Dernière mise à jour, le 8 décembre 2019 à 08:47

L’Iran a encore été touché lundi par « quelques » émeutes, selon le gouvernement de Téhéran pour qui la situation revient progressivement à la normale après plusieurs jours de violences meurtrières ayant suivi l’annonce d’une hausse du prix de l’essence.

Si deux morts (un civil et un policier) ont été officiellement confirmées depuis le début de cette vague de mécontentement vendredi soir, huit personnes au moins pourraient avoir perdu la vie dans ces violences, si l’on tient compte d’informations publiées par diverses agences iraniennes, généralement sans source ni beaucoup de détails.
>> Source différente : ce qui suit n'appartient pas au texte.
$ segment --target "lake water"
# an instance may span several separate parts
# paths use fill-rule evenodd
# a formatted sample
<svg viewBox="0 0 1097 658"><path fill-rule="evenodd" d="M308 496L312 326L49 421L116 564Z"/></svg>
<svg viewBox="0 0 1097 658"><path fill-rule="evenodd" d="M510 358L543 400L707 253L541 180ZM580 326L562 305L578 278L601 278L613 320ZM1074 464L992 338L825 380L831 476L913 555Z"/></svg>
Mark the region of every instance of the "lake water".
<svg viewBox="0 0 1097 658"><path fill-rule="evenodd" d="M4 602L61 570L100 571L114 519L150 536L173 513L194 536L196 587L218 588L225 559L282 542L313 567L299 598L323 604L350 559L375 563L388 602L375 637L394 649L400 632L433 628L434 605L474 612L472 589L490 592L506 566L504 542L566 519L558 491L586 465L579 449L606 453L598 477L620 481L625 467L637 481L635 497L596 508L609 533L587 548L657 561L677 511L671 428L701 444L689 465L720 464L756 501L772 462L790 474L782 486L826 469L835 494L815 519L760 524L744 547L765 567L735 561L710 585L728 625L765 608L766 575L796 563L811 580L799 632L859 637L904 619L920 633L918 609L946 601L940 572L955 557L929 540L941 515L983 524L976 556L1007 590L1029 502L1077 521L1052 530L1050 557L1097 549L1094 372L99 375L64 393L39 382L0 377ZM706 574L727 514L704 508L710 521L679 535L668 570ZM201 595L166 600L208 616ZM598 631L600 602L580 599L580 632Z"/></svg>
Paris a dit suivre « avec attention la situation » en « regrettant la mort de plusieurs manifestants », tandis que Berlin appelait « Téhéran à respecter la liberté de réunion et d’expression » compte tenu d’informations « faisant état de décès et de nombreuses arrestations »

Pays limitrophe de l’Iran, la Turquie a dit espérer « que le calme revienne le plus vite possible » chez son voisin.

Dans un communiqué, les Gardiens de la Révolution, armée idéologique de la République islamique, ont averti qu’ils étaient prêts « à réagir de manière décisive […] face à la poursuite de l’insécurité et d’actions qui perturbent la paix sociale ».

Avant cela, le porte-parole du gouvernement, Ali Rabii, avait déclaré à la presse que, par rapport à dimanche, la situation était « à 80% plus calme », lundi.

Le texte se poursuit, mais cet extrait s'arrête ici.